Disordered systems generically exhibit aging and a glass transition. Previous studies have long suggested that non-reciprocity tends to destroy glassiness. Here, we show that this is not always the case using a bipartite spherical Sherrington-Kirpatrick model that describes the antagonistic coupling between two identical complex agents modeled as macroscopic spin glasses. Our dynamical mean field theory calculations reveal an exceptional-point mediated transition from a static disorder phase to an oscillating amorphous phase as well as non-reciprocal aging with slow dynamics and oscillations.

Figures (5)

• Figure 1: Sketch of the non-reciprocal spin-glass model: two ($N$-dimensional, in the plot $N=3$) spherical spin systems, corresponding degrees of freedom are coupled non-reciprocally.
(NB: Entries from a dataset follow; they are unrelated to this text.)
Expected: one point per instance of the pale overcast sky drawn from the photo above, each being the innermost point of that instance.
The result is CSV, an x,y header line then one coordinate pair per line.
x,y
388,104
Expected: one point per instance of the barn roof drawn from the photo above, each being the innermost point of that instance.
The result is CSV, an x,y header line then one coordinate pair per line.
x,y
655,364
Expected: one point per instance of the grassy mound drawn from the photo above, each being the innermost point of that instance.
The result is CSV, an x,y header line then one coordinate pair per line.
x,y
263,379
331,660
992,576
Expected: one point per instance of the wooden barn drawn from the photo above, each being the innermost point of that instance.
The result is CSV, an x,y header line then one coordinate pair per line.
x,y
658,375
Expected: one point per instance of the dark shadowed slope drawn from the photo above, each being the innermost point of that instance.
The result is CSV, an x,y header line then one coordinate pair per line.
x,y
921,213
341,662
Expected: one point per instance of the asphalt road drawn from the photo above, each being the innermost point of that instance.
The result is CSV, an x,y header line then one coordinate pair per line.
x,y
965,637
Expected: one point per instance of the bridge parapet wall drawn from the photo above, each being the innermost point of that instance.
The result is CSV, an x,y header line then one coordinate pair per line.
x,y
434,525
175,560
The sphere's colors sketch the identical random potential in both systems.
• Figure 2: Real and imaginary part of the diagonal and antisymmetric components of the response (a) and correlation (b) functions at the critical point. In gray we highlight $\omega/\alpha=\pm 1$. $T=T_c=1$. (c) Diagonal component of the correlation function, normalized by the Edward-Anderson order parameter, for different values of the waiting time.
• Figure 3: Projection on the two leading eigenvectors of the interaction matrix $J$ of the trajectories (green and red) of the two systems. Random initial conditions, $T=0$, $\alpha=0.2$, $N=20000$, $t_{max}=2000$.
• Figure 4: Numerical results for the amplitude of the Fourier component at $\omega=\alpha$ of the projection of one of the two clones on the leading eigenvector, $\frac{1}{N}\sum s_i^a(v_{\mu_0})_i$, as a function of temperature. The amplitude goes to zero continuously for $T\to T_c=1$; in grey we show $q_{EA}=1-\frac{T}{T_c}$. Inset: amplitude of the Fourier transform as a function of $\omega$ for $T=0.5$. $\alpha=0.2$
• Figure 5: Correlation functions for different values of the initial time $t'$, from numerical simulations of the equations (\ref{['eq:motion']}), above (top, $T=1.4$) and below (bottom, $T=0.3$) the critical point. $\alpha=1$, $N=20000$, averaged over 5 runs. In black the analytical prediction for the envelope of the oscillations (i.e. $C_0(t, t')$) for $t'=2^4$.